I don’t think anyone here has disputed the reasons behind Windows’ superior hardware support. Unfortunately, allocating blame for Linux’s issues doesn’t change the user experience of installing and configuring it. As a user what matters to me is which OS works best on the hardware I use, regardless of the reasons for that.
Today I just bit the bullet.
Installed ARCH and carefully installed Xorg, gnome-shell and I have spent 2 hours tweaking the system. From today, I expect no longer to make another installation again unless someone distro takes the lead on stability.
Both Kubuntu with KDE and Fedora with gnome-shell sported major huge crashes on me.

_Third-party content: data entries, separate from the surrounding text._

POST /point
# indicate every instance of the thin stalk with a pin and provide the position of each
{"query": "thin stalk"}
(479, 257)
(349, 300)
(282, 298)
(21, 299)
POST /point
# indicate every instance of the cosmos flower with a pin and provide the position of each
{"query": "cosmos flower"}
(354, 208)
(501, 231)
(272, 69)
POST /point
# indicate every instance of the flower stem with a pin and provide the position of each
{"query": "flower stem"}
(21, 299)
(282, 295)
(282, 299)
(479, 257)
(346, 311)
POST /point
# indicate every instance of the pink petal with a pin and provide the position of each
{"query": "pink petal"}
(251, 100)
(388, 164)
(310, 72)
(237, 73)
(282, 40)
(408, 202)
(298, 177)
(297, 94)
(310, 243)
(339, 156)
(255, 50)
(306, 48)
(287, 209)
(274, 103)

So far ARCH is doing fast.
PackageKit works really well under GNOME 3.
My wife will life with fallback mode from now on.
Edited 2011-11-19 01:26 UTC
I installed OpenSuSE 12.1 last night and for the most part, I liked what I see. The biggest fault came in the installation of the bootloader. If you’d rather keep the Windows 7 bootloader and have OpenSuSE’s bootloader installed on its “/” partition, YaST will do that, but will also kill the MBR, leaving you with an unbootable system. You’ll need a Windows 7 repair disc to restore the Windows bootloader, then you can add OpenSuSE to the boot menu using a BCD editing tool.
Other than that, their repositories seem a bit limited in available software. Packages easily found in Ubuntu, and even Mandriva are missing in OpenSuSE.